Code Generation

Code Generation modules are useful to generate new files programmatically. This is the case when building a transpiler, where there is the need to generate text (code) from an AST representation.

Currently, Code Generation modules can be written with Kolasu and SharpLasu.

Setup

The Code Generation implementation should be separated from any other modules and be called code-generation. This module will typically have as dependency an ast module. Next is presented an build.gradle.kts file example for a code generation module. Note that currently the gradle starlasu plugin is private.

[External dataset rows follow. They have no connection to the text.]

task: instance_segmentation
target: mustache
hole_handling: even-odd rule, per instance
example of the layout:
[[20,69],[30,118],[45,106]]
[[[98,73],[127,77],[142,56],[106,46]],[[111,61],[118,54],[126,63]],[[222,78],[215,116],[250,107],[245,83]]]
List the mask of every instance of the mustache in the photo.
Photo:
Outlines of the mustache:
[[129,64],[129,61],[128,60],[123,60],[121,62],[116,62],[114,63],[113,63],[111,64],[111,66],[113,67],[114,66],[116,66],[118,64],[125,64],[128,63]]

import com.strumenta.starlasugradleplugin.addGitHubPackagesRepo

plugins {
    id("org.jetbrains.kotlin.jvm")
    id("java-library")
    id("org.jlleitschuh.gradle.ktlint")
    id("maven-publish")
    id("antlr")
    id("com.github.johnrengelman.shadow")
    id("com.google.devtools.ksp")
    id("com.strumenta.starlasu")
}

dependencies {
    api(project(":ast"))
    implementation("org.apache.logging.log4j:log4j-api-kotlin:1.2.0")
    implementation("org.apache.logging.log4j:log4j-api:2.20.0")
    implementation("org.apache.logging.log4j:log4j-core:2.20.0")

    implementation("commons-io:commons-io:2.13.0")
    implementation("com.google.code.gson:gson:2.10.1")

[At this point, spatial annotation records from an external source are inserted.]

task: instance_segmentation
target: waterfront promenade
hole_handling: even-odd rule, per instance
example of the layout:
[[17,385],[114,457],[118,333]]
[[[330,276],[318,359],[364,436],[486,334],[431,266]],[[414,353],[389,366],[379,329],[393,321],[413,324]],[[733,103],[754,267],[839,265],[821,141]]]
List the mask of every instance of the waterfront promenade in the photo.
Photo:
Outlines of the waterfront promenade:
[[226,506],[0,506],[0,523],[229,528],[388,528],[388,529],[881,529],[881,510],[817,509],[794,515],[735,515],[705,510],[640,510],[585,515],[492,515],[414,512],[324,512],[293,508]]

    implementation("com.github.ajalt.clikt:clikt:3.5.0")
}

Generation rules

The Code Generator class should be a subclass of ASTCodeGenerator, this class needs to override the registerRecordPrinters function. This function will contain a recordPrinter for each AST node, the implementation of the recordPrinter will determine the output generated for the node type.

class MyCodeGenerator : ASTCodeGenerator() {
    override fun registerRecordPrinters() {
        recordPrinter<MyNode> { 
            print(it.field)
            indent()
            println(it.field2)
            dedent()
            printList(prefix = "", postfix = "", elements = it.children, separator = "\n")
            printFlag(it.flag,"Flag is true")
        }
    }
}

The methods to generate code are quite simple and intuitive to use:

print is used to print a simple string;
println is used to print a string followed by a new line;
printList is used to print a list of nodes; You can specify a prefix, suffix and separator;
printFlag is used to print a string if a condition (flag which is a boolean value) is true;
indent is used to increase the indentation level which will be checked by the print and println methods;
dedent is used to decrease the indentation level which will be checked by the print and println methods.

Testing

There is the need to know how the generated code should look like.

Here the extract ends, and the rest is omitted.